5) This train operator did not KNOW the railroad!

Just my thoughts.

Michael August 26, 2014 - 9:06 pm

The Canal Street station (ACE) is no more an “odd-ball station” than the Queens Plaza station of the E, M, and R trains. Trains traveling the “express tracks”, the Queens-bound E and M trains do not encounter any switches between the local and express tracks until those trains have reached the platform, and then once past that switch is the siding track for a train to reverse direction. This operation was done for a decade or more with the G-train that ended its route at Queens Plaza. The A-train in question should have simply used that siding track. This is simply the part about “knowing your railroad”.

John-2 August 26, 2014 - 10:07 pm

But Canal’s the only station I can think of where you have two active switches within the station box — The uptown switch which is across from the north end of the downtown platform and the downtown switch, across from the south end of the uptown platform. All switching at QP is done in the tunnens outside of the station box (and as originally designed, the east end of Queens Plaza was similar in design to the pocket track/crossover layout of the IRT’s Seventh Avenue line south of Times Square).

That doesn’t excuse the error on the part of the T/O, just that being in the cab at the rear of the downtown A train and seeing the uptown local/express crossover switches outside her cab window, she may have assumed (because she didn’t know the railroad and certainly wasn’t used to turning a train at Canal), that those switches would be followed by the express crossover switches a little further up the track.

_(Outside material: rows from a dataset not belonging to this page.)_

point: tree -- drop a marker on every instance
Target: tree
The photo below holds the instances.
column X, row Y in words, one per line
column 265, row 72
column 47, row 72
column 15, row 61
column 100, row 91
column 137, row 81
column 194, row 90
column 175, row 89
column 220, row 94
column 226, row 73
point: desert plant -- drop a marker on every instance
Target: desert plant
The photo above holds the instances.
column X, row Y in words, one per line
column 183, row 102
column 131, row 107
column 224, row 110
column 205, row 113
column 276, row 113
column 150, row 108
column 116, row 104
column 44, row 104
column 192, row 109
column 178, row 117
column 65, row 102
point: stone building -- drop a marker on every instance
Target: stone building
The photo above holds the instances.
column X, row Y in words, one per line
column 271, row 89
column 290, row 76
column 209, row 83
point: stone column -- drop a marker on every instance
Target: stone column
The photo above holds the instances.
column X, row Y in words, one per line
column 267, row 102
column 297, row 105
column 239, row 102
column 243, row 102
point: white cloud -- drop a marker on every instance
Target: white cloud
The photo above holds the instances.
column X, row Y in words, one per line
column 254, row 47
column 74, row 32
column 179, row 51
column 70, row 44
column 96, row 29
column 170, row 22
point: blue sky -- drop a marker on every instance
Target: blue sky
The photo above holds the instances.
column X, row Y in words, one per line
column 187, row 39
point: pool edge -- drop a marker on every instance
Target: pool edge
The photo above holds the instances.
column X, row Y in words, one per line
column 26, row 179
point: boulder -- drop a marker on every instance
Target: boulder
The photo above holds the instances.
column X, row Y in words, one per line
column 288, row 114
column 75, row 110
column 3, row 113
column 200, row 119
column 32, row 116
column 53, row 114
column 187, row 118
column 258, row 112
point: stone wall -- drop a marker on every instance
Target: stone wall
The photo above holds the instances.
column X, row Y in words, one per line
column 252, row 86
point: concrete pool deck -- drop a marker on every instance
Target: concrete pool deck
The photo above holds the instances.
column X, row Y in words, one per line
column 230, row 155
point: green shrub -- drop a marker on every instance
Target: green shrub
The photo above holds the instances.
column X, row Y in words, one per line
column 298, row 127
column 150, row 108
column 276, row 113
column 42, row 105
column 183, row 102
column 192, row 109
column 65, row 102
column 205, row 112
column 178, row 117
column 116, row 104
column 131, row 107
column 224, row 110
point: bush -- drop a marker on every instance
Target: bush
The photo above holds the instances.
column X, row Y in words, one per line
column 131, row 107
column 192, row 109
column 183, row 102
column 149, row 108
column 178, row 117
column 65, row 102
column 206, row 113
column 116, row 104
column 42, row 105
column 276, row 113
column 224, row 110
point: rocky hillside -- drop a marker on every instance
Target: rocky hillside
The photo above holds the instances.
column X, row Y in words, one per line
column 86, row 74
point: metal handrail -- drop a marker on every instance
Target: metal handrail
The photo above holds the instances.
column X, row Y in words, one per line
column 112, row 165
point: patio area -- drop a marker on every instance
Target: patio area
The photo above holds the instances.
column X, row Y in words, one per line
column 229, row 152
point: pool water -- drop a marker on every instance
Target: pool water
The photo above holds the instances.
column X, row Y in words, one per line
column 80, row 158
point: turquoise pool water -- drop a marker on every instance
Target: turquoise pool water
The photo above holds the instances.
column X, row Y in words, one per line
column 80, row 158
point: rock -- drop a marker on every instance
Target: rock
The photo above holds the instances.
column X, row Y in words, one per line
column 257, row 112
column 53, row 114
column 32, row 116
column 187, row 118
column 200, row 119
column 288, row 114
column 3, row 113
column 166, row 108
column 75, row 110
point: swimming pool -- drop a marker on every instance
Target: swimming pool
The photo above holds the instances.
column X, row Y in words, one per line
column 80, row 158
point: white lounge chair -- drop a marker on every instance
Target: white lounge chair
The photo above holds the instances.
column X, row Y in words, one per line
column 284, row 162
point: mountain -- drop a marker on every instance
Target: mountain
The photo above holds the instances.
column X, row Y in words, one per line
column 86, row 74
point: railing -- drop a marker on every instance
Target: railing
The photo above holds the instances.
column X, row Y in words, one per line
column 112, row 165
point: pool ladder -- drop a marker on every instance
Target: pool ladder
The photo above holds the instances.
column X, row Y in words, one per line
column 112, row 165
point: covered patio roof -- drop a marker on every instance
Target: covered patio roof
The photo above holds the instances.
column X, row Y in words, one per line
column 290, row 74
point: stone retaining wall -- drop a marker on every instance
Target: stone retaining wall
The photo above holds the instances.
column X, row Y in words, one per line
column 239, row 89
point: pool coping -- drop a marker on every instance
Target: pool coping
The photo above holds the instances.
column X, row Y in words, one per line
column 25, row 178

Michael August 27, 2014 - 4:30 am

I understand your point about the “station box”.

I was trying to make the point that the Canal Street station is not an “odd-ball” situation, but rather a setup that is familiar on the IND system. Several stations have the same general arrangement of track switch layouts. I agree that it is a short list of stations like Canal Street or Chambers Street/WTC – were one can watch from the platforms to see trains switch tracks. (There are several nice places to watch the trains.)

The other point that I hope was not lost – was the idea that this operator traveled the whole route from 14th Street to Canal Street on the downtown express track. There are NO switches that involve the express track through that whole pathway until the downtown express train rests at the platform at Canal Street.

So one can not reverse over the same track thinking or hoping that there is a switch to guide the train to the uptown express track. The operator had driven over the entire pathway and had to notice that the train did not pass over any switches that affect the express tracks! The operator was not paying attention!


Bolwerk August 26, 2014 - 11:01 am

Cue the “Real New Yorkers” to come out of the woodwork and crack jokes about why we shouldn’t let women drive [trains].

Rob August 26, 2014 - 4:37 pm

“It isn’t immediately clear how the TO missed the switch” because it’s a nonsensical statement. The train [and the operator] follow the route [and switch] that is set for it. It’s not like driving a car and forgetting to make a turn.

Only exception is that at a junction, the operator may get to press a button to select a route, which I don’t think was the case here.